How far will you travel to play a game? The answer has varied for me over the years. I have, on occasion, found myself on the road alone or carpooling for two hours for a roleplaying session. That was back in the days of an exceptionally engaging Stargate: SG-4 campaign that wandered from St. Johnsbury to Johnson to Montpelier as needed. It was a phenomenally fun game, but ultimately the travel involved put me off staying enaged. Add an hour or two of travel to an evening game that may break up late, and then go to your early morning job a couple times and it’ll take the shine off any recreational activity.
That has since become my rule of thumb for gamers in general. People will travel an hour or two infrequently, but even the energetic ones willing to sign on the long haul often find themselves wanting or having to bow out. It may have something to do with the geography of Vermont and northern New England. Vermont’s a fairly small state, but it can take a bloody long time to get anywhere because we’ve only got two interstates, both running north-south, and a plethora of state and local roads in a wide range of states of decrepitude. Add to that the rough and winding ways so many people live on and it’s no surprise everybody’s so eager to host the weekly game.

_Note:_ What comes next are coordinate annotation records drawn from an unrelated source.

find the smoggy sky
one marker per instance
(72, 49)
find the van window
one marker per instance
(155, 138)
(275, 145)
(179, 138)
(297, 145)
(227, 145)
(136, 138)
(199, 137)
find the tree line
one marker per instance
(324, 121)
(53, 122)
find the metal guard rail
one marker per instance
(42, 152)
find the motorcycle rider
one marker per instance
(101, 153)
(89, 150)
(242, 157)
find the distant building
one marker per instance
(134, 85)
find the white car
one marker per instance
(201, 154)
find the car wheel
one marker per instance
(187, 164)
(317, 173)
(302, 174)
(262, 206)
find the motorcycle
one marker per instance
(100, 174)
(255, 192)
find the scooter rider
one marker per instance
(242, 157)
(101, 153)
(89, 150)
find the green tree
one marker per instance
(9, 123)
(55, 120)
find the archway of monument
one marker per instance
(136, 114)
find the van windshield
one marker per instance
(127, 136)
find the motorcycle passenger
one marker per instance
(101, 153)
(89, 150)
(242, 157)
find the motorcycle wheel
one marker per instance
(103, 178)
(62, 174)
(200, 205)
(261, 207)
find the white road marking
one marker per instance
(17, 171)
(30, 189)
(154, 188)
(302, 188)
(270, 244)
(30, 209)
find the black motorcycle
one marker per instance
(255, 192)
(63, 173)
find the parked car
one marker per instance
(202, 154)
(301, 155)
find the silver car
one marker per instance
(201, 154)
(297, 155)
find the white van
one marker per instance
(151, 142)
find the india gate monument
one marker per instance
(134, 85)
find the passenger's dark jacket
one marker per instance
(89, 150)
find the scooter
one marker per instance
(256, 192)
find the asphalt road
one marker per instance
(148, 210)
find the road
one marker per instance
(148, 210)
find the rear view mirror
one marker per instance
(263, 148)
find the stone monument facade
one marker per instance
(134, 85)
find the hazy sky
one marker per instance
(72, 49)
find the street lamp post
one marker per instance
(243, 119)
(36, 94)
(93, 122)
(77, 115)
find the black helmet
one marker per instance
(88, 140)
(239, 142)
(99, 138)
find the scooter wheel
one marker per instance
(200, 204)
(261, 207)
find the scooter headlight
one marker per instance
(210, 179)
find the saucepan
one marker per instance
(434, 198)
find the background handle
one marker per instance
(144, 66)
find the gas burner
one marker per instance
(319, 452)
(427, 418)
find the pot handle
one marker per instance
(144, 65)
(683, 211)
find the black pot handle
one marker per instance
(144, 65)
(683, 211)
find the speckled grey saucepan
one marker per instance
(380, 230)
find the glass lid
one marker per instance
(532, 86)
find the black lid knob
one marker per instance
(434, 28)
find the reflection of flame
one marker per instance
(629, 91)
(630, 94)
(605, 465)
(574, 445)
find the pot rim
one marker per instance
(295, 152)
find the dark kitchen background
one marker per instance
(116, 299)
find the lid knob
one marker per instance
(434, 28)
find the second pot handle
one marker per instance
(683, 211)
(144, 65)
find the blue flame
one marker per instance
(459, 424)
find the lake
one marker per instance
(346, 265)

Conventions, on the other hand, tend to act like gravity wells. The bigger they are, the greater the draw. TotalCon, based in central-eastish Massachusetts, can draw people all the way down from Burlington; I knew one fellow who, with his regular gaming group, used TotalCon as their annual road trip. The reverse, however, doesn’t hold. I would be greatly surprised to see a high volume from southern New England come as far north as Burlington, even if the Burlington convention scene somehow contrived to rival the scale of a TotalCon or Unity Games. Regardless of scale or quality of offerings, Burlington’s just out the way, tucked in the northwesternmost corner of New England, with a big old lake to the west preventing easy access from that direction and a single high speed corridor connecting the valley to the more populous regions of the southeast.

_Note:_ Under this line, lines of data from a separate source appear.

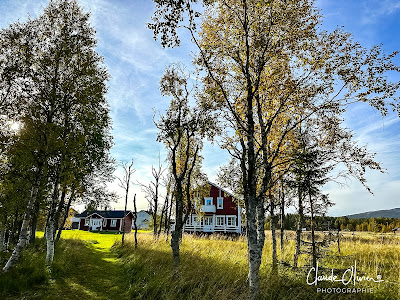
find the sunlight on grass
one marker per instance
(95, 266)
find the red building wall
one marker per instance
(229, 207)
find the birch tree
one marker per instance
(57, 85)
(125, 183)
(181, 130)
(266, 61)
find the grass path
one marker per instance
(90, 269)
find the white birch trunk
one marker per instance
(2, 239)
(50, 242)
(23, 236)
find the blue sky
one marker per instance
(136, 63)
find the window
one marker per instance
(220, 202)
(230, 221)
(208, 221)
(208, 201)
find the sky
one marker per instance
(136, 63)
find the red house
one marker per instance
(104, 220)
(218, 213)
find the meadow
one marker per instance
(96, 266)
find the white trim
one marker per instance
(234, 220)
(222, 203)
(239, 219)
(208, 198)
(94, 214)
(220, 218)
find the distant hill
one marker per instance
(386, 213)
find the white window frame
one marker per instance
(228, 218)
(218, 219)
(220, 202)
(207, 219)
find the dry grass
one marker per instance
(216, 268)
(211, 268)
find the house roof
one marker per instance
(117, 214)
(224, 190)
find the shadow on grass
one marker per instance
(80, 271)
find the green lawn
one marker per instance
(85, 267)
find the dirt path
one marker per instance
(84, 268)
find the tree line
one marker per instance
(326, 223)
(274, 88)
(55, 125)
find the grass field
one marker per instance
(95, 266)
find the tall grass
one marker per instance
(212, 267)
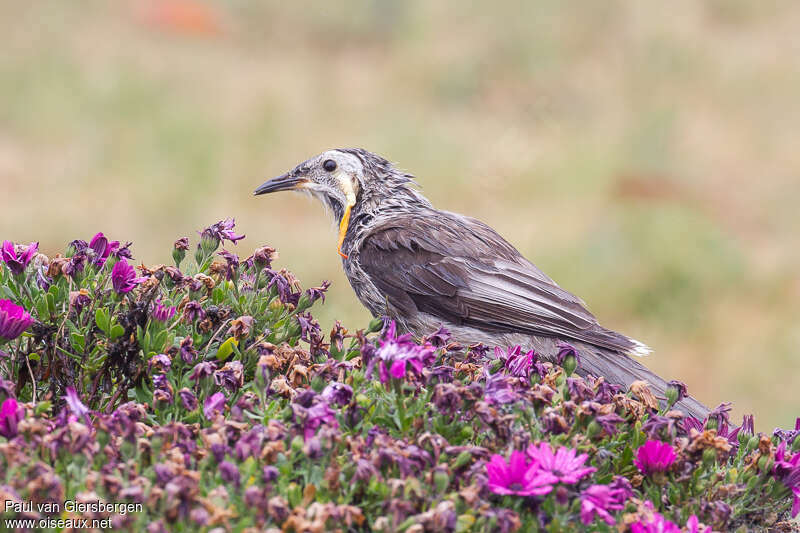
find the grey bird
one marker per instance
(427, 268)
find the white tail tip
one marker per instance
(639, 349)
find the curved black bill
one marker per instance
(285, 182)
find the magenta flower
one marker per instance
(654, 456)
(102, 248)
(518, 476)
(123, 277)
(598, 500)
(396, 355)
(10, 415)
(18, 262)
(213, 404)
(163, 313)
(14, 320)
(563, 465)
(517, 363)
(787, 470)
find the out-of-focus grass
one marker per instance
(643, 154)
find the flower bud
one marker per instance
(177, 255)
(709, 457)
(375, 325)
(570, 364)
(462, 459)
(441, 480)
(297, 444)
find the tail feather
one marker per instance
(623, 370)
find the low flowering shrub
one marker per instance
(205, 394)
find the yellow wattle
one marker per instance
(343, 228)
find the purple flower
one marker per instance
(192, 311)
(271, 473)
(213, 404)
(498, 390)
(162, 313)
(188, 399)
(161, 361)
(338, 393)
(654, 456)
(787, 471)
(318, 293)
(230, 376)
(231, 263)
(563, 465)
(102, 248)
(598, 500)
(221, 231)
(316, 415)
(18, 262)
(75, 404)
(188, 352)
(439, 337)
(517, 476)
(10, 415)
(202, 370)
(396, 355)
(229, 473)
(693, 525)
(517, 364)
(14, 320)
(609, 422)
(785, 434)
(123, 277)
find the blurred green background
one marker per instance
(644, 154)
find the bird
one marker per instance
(426, 268)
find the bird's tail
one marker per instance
(622, 369)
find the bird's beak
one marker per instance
(285, 182)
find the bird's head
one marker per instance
(346, 180)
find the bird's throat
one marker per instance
(345, 223)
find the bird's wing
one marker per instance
(461, 271)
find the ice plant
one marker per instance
(787, 470)
(75, 404)
(653, 522)
(10, 415)
(123, 277)
(654, 456)
(214, 404)
(316, 415)
(163, 313)
(102, 248)
(563, 464)
(518, 476)
(17, 262)
(221, 231)
(598, 500)
(14, 320)
(396, 355)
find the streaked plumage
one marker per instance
(426, 268)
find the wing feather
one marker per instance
(463, 272)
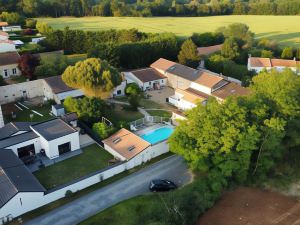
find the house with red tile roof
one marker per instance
(258, 64)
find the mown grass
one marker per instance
(92, 159)
(284, 29)
(53, 205)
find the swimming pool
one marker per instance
(158, 135)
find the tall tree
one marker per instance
(230, 49)
(94, 76)
(287, 53)
(188, 54)
(27, 64)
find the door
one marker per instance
(26, 151)
(64, 148)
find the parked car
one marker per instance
(161, 185)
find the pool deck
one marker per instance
(151, 128)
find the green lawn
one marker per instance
(160, 113)
(92, 159)
(72, 59)
(119, 114)
(23, 116)
(53, 205)
(284, 29)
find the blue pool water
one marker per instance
(158, 135)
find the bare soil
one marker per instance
(250, 206)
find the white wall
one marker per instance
(36, 142)
(11, 93)
(29, 202)
(149, 85)
(114, 153)
(51, 147)
(7, 47)
(120, 88)
(74, 93)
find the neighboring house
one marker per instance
(196, 86)
(206, 51)
(58, 110)
(20, 190)
(56, 89)
(127, 146)
(11, 28)
(258, 64)
(3, 24)
(146, 79)
(18, 43)
(9, 64)
(55, 137)
(37, 40)
(7, 46)
(3, 36)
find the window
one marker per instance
(5, 73)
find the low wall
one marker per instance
(14, 92)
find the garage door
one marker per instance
(28, 150)
(64, 148)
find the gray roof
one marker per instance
(16, 139)
(184, 72)
(15, 177)
(53, 129)
(14, 127)
(58, 106)
(57, 84)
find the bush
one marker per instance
(30, 23)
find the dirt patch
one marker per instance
(250, 206)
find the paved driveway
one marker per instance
(135, 184)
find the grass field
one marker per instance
(284, 29)
(92, 159)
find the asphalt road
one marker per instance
(173, 168)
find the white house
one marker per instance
(55, 88)
(7, 46)
(9, 64)
(55, 137)
(127, 146)
(258, 64)
(37, 40)
(3, 36)
(20, 190)
(146, 79)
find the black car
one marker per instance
(162, 185)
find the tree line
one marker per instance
(148, 8)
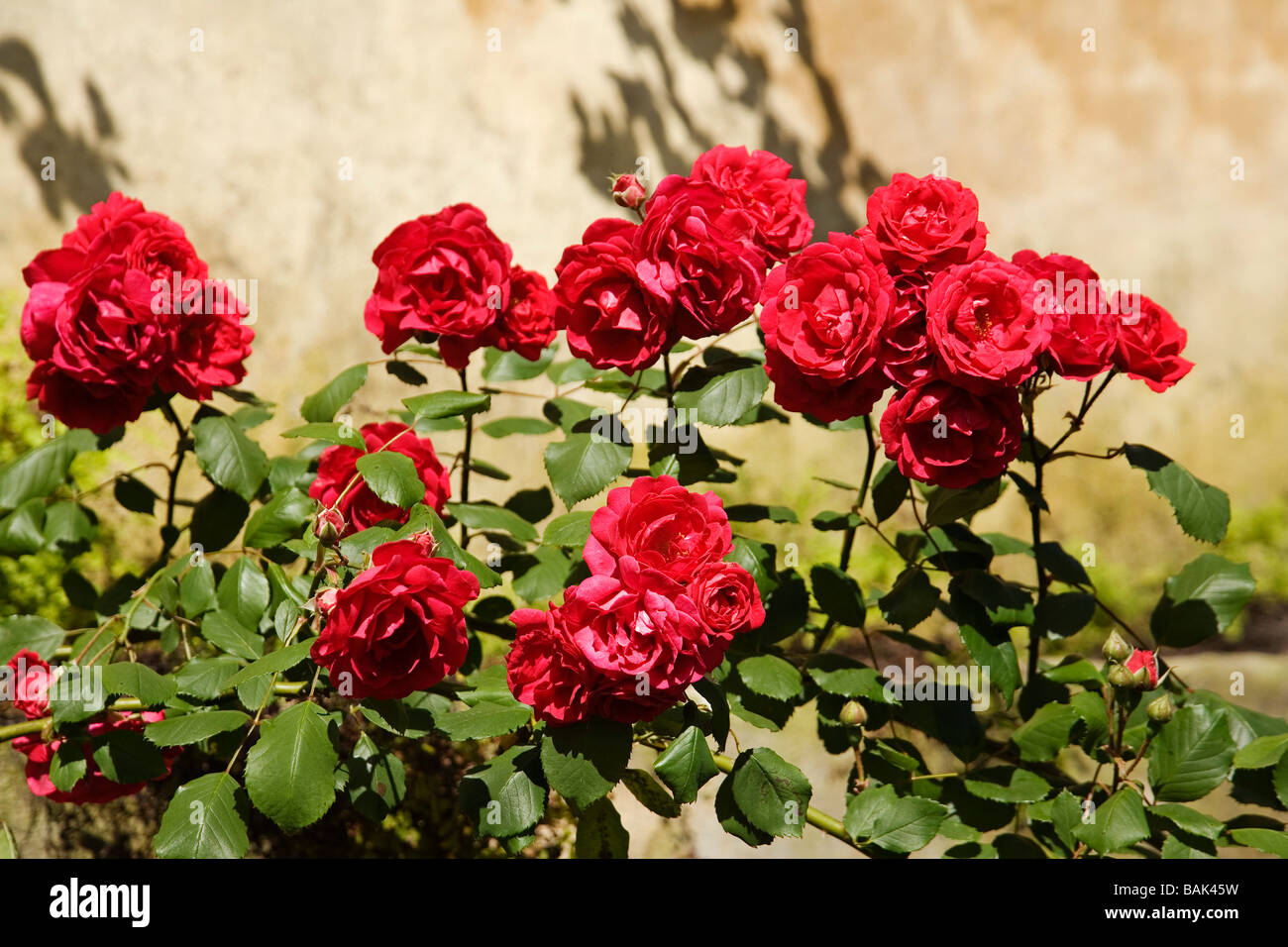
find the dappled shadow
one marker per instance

Similarly, I’ve heard tales on podcasts like Role Playing Public Radio and All Games Considered of eight and ten hour road trips from across the midwest to attend Gen Con in Indianapolis. One of the perks of being the mother of all conventions is all the Mohammeds very cheerfully come to you. Eight hours from Burlington would put one somewhere in Pennsylvania or New Jersey, which works for the World Boardgaming Championships in Lancaster. But then you find yourself up against that New Englander tendency to avoid travel again.